Aller en Irak avant de stabiliser l'Afghanistan était une erreur fondamentale

Houchang Hassan-Yari - Spécialiste du Moyen-Orient, Collège militaire royal du Canada, Kingston  19 mars 2004 
L'invasion de l'Irak a finalement eu lieu conformément aux souhaits des néoconservateurs américains. Le résultat est plutôt mitigé et la controverse continue de hanter les libérateurs de Bagdad, George Bush et Tony Blair.

Partenaires plutôt inconfortables, Bush et Blair ont conduit la communauté internationale dans une crise sans précédent. La déchirure euroatlantique, la division profonde au sein de l'OTAN et du Conseil de sécurité de l'ONU ainsi que les énormes manifestations antiguerre dans plusieurs pays ont été les effets les plus spectaculaires de l'aventure anglo-saxonne. La détermination du duo Bush-Blair d'aller en guerre contre le régime baasiste plonge le monde dans une incertitude profonde avec des conséquences difficiles à calculer un an plus tard.

Mais pourquoi l'urgence de cette guerre et son inévitabilité? Quel est l'état de l'Irak et du Moyen-Orient un an après?

La guerre était inévitable, et les États-Unis ont tout fait pour qu'elle ait lieu. Washington cherchait à réaliser trois objectifs principaux à travers l'invasion d'Irak.

D'abord, le gouvernement américain souhaitait l'établissement d'un nouvel ordre régional, projet inachevé de George Bush père. La réalisation de ce plan est la suite logique de la consolidation de l'hégémonie de la seule puissance militaire universelle, sans rival sérieux depuis la disparition de l'empire soviétique.

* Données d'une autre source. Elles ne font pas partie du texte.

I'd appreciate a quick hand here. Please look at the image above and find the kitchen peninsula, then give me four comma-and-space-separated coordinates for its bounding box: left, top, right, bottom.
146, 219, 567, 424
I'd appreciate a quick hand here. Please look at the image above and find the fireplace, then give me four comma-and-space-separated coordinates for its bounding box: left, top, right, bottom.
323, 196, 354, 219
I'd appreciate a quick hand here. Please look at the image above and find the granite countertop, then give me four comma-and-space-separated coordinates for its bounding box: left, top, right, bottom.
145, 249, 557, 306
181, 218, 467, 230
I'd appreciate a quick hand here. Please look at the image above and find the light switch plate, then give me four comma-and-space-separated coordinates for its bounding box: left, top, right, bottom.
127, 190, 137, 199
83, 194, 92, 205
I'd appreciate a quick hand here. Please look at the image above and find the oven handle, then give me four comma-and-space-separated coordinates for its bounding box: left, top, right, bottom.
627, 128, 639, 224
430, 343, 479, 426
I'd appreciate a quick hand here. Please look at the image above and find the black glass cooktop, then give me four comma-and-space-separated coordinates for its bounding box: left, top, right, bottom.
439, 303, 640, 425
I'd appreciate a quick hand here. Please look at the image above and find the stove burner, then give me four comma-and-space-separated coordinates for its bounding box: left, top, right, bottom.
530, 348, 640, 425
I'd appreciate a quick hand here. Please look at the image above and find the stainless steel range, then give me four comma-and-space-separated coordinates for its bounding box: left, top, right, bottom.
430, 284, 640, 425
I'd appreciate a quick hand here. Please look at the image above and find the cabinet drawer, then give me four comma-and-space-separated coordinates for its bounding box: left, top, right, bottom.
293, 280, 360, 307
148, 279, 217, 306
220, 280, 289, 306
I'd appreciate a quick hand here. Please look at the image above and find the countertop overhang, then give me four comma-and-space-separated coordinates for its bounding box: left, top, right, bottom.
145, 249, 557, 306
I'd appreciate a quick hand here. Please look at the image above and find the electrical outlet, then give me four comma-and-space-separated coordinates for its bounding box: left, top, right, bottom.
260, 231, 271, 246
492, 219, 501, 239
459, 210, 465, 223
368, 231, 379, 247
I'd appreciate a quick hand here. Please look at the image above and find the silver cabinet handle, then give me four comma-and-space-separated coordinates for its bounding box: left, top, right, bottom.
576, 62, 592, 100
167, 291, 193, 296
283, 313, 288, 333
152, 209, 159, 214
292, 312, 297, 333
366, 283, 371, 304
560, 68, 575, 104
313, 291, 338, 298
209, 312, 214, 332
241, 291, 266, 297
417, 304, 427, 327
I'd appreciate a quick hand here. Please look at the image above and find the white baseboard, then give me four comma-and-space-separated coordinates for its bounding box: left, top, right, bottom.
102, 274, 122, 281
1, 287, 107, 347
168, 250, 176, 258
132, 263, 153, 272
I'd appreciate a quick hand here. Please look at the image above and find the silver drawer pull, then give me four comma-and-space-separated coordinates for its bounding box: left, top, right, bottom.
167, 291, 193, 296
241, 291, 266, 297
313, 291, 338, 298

L'Irak se trouve au coeur de la région la plus sensible du monde. En dominant l'Irak, les États-Unis complètent l'encerclement de l'Iran et endiguent la «menace» verte, couleur de l'islam. Une telle présence libérerait les États-Unis de leur dépendance au territoire saoudien, qui abritait une force américaine depuis la guerre du Koweït, en 1991. Elle mettrait également fin aux reproches islamistes à l'endroit du gouvernement de Riyad, qui avait autorisé le stationnement de la force américaine. L'accès aux territoires turc, jordanien et surtout syrien se réaliserait grâce à la domination de l'Irak.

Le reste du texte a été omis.